Presented in the street-level vitrine gallery is Faldbakken’s twenty-year-old installation, consisting of solely the words “THE INTERNET” broadcast in a bold graphic font across the wall. Otherwise left entirely bare, the ambiguous interior space allows for a multitude of readings, ranging from notions of authorial veracity and expansiveness to artifice and void. First made in 1999, the prescient work draws greater associations of urgency when considered against the contemporary digital landscape, two decades later. The dissolution of privacy protections, the unabated spread of false news, and the monopolistic power of titan tech companies have become chronically intertwined with all aspects of the global economy, civic discourse, and democracy itself.

Born in Denmark in 1973, Matias Faldbakken studied at the National Academy of Fine Arts in Bergen, Norway and the Städelschule in Frankfurt am Main. His work has been the subject of many important one-person exhibitions, including a recent major survey at the Astrup Fearnley Museet in Oslo titled “Effects of Good Government in the Pit” from September 2017 though January 2018. Other one-person exhibitions include Le Consortium, Dijon; WIELS, Brussels; The Power Station, Dallas; Kunsthalle Fridericianum, Kassel; Neuer Aachener Kunstverein, Aachen; Kunsthalle St.
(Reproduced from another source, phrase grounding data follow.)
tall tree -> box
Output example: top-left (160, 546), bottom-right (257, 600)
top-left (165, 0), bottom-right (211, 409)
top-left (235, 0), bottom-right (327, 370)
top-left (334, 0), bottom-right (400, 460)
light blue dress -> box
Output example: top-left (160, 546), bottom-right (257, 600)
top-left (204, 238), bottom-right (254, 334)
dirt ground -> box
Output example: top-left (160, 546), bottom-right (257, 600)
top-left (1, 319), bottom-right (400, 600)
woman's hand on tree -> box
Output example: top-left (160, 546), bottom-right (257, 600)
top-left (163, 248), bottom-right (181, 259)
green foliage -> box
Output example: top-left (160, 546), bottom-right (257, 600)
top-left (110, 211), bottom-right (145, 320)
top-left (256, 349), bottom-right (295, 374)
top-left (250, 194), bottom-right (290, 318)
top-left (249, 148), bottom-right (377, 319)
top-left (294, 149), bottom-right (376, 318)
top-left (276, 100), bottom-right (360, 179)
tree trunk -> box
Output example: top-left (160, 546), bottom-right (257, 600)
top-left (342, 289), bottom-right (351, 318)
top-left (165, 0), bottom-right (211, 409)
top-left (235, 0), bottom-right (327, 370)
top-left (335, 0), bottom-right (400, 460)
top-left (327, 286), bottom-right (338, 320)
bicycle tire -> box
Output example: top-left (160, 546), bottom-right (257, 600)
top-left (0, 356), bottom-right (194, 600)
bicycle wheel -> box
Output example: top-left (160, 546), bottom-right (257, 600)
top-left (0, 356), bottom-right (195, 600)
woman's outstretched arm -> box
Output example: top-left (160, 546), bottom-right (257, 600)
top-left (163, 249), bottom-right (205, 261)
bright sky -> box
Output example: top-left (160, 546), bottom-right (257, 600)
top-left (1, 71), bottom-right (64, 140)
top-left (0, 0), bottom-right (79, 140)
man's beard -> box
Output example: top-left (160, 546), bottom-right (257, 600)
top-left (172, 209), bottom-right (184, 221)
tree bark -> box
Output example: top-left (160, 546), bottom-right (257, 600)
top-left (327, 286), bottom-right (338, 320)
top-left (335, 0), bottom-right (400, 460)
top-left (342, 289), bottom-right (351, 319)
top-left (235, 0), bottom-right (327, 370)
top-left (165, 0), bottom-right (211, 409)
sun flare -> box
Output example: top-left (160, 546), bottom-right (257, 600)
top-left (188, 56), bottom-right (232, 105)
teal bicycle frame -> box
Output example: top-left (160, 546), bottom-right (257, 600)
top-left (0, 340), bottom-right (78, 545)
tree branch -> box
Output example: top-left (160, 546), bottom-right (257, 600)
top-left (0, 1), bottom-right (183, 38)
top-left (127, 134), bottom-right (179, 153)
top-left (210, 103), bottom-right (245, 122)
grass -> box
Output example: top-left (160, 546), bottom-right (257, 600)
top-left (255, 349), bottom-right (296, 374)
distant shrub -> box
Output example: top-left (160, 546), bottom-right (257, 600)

Gallen, St. Gallen; IKON Gallery, Birmingham; The National Museum of Art, Design and Architecture, Oslo. Faldbakken represented Norway in the Nordic Pavilion at the Venice Biennial in 2005 and participated in Documenta 13 in Kassel in 2012 and the 11th Gwangju Biennale in South Korea in 2016. His work is included in important public collections worldwide, such as the Centre Pompidou, Paris; the Museum of Contemporary Art, Los Angeles; The National Museum of Art, Oslo; Moderna Museet, Stockholm; Jumex Collection, Mexico City; The Ellipse Foundation, Lisbon; and The Astrup Fearnley Museum, Oslo, and others. Faldbakken is known internationally for his writing, including the novels The Cocka Hola Company, Macht und Rebel, Unfun, and others. His newest book, The Waiter, was published in the US by Gallery/Scout Press in October 2018 to critical acclaim and was shortlisted for the prestigious Brage Prize in Norway. Faldbakken currently lives and works as an artist and writer in Oslo, Norway.